Personal information
- Born: 10 October 1963 (age 62) South Korea
- Nationality: South Korean
- Listed height: 197 cm (6 ft 6 in)

Career information
- College: Chung-Ang University
- Playing career: 1987–2000
- Position: Center
- Coaching career: 2002–2014

Career history

Playing
- 1987–2000: Kia Motors / Busan Kia Enterprise

Coaching
- 2002–2005: Myongji High School basketball team (head coach)
- 2008–2009: South Korea men's national team (assistant coach)
- 2009–2011: Daegu Orions (assistant coach)
- 2011–2015: Chung-Ang University basketball team (head coach)

Career highlights
- KBL Championship (1997); KBL Sixth Man Award (1997); Ulsan Hyundai Mobis Phoebus number 14 retired;

= Kim Yoo-taek =

South Korean basketball player

Kim Yoo-taek (born October 10, 1963 in Pocheon, Gyeonggi Province, South Korea) is a former South Korean basketball player. Although positioned as a center due to his height, Kim possessed the ball-handling skills of a guard and was equally capable of playing inside and outside. He is considered one of the greatest Asian centers to ever play the game, along with Carlos Loyzaga and Yao Ming.

==Early life==
Kim began playing basketball because his high school team lacked tall players and recruited him. He played for Myongji High School, whose basketball team was still relatively new.

==Career==
Kim attended Chung-Ang University alongside Han Ki-bum and Hur Jae. He, Hur and Kang Dong-hee, dubbed the "Hur-Dong-Taek Trio", formed the offensive core of the Chung-Ang University team which dominated college basketball during the 1980's. He joined the Busan-based amateur team of Kia Motors, the predecessor of Ulsan Hyundai Mobis Phoebus. Hur and Kang later joined him and the "Hur-Dong-Taek Trio" led Busan Kia to dominate the pre-KBL era competition. In 1996, he reached 4,000 career points. With the founding of the professional league (Korean Basketball League) in 1997, Kim stayed on with the team and retired in 2000. He was the oldest professional player at that time. After retirements of Hur and Kang, the media dubbed it the "end of an era".

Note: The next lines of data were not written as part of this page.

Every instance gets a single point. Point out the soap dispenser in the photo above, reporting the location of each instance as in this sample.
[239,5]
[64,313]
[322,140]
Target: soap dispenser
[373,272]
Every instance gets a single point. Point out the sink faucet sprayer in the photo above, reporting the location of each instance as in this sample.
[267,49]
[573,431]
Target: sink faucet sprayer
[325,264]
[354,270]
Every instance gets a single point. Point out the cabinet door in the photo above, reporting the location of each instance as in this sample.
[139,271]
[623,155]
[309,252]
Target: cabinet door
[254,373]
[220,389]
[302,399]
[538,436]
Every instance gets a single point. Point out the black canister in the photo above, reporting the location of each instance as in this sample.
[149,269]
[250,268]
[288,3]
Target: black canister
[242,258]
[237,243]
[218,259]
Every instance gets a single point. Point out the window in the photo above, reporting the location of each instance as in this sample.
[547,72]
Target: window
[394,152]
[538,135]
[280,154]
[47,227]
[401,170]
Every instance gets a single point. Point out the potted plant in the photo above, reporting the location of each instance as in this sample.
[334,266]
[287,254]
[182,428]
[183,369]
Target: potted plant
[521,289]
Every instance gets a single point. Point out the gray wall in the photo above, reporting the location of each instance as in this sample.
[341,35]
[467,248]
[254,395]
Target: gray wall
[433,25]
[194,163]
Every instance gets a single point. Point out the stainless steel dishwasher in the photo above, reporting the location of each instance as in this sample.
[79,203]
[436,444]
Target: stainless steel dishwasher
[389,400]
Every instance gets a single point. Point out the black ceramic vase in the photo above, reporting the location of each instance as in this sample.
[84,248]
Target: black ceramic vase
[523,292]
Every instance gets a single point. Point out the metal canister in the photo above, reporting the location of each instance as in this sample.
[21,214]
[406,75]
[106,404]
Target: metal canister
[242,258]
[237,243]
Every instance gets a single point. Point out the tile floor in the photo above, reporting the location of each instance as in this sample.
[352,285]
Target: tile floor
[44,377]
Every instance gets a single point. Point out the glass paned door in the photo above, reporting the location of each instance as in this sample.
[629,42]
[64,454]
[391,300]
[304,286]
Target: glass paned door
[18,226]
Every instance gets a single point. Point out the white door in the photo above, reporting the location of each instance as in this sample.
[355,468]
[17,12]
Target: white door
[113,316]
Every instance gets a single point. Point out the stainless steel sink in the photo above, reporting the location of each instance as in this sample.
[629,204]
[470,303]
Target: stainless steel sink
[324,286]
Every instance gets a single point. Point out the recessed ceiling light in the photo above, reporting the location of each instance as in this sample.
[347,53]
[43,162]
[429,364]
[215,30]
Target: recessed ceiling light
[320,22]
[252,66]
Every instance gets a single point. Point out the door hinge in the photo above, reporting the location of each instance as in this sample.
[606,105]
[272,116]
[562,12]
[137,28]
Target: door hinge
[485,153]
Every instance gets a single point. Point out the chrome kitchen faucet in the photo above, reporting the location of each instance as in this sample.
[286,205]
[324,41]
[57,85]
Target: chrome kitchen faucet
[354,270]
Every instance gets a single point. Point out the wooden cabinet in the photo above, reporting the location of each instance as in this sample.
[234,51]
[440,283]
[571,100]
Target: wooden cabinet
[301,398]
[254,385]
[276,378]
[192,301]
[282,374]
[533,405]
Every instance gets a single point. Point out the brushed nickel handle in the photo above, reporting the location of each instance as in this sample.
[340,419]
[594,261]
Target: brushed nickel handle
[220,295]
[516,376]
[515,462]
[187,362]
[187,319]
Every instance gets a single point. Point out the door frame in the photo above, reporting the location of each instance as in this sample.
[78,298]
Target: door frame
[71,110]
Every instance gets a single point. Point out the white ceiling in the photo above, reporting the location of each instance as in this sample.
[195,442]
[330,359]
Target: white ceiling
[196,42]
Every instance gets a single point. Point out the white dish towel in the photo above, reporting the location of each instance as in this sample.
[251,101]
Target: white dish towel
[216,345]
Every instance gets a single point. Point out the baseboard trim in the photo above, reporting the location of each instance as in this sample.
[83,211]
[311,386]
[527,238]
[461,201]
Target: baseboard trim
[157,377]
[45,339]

Busan Kia Enterprise retired his number 14 jersey in 2000, a legacy carried on by its successor team Ulsan Hyundai Mobis Phoebus. He was nicknamed "Stork" (황새) due to his gangly stature and the fact that his ability on the court belied his meticulous and strict appearance.

==Post-retirement career==
In 2002, Kim was appointed head coach of the basketball team at his alma mater Myongji High School. During his first season in charge, he led them to success at the spring championships.

He worked as a commentator for SPOTV.

==Personal life==
Kim has two sons who are professional basketball players. He and his first wife divorced and she was granted primary custody of their son Jin-soo, who later adopted his stepfather's surname Choi as an adult.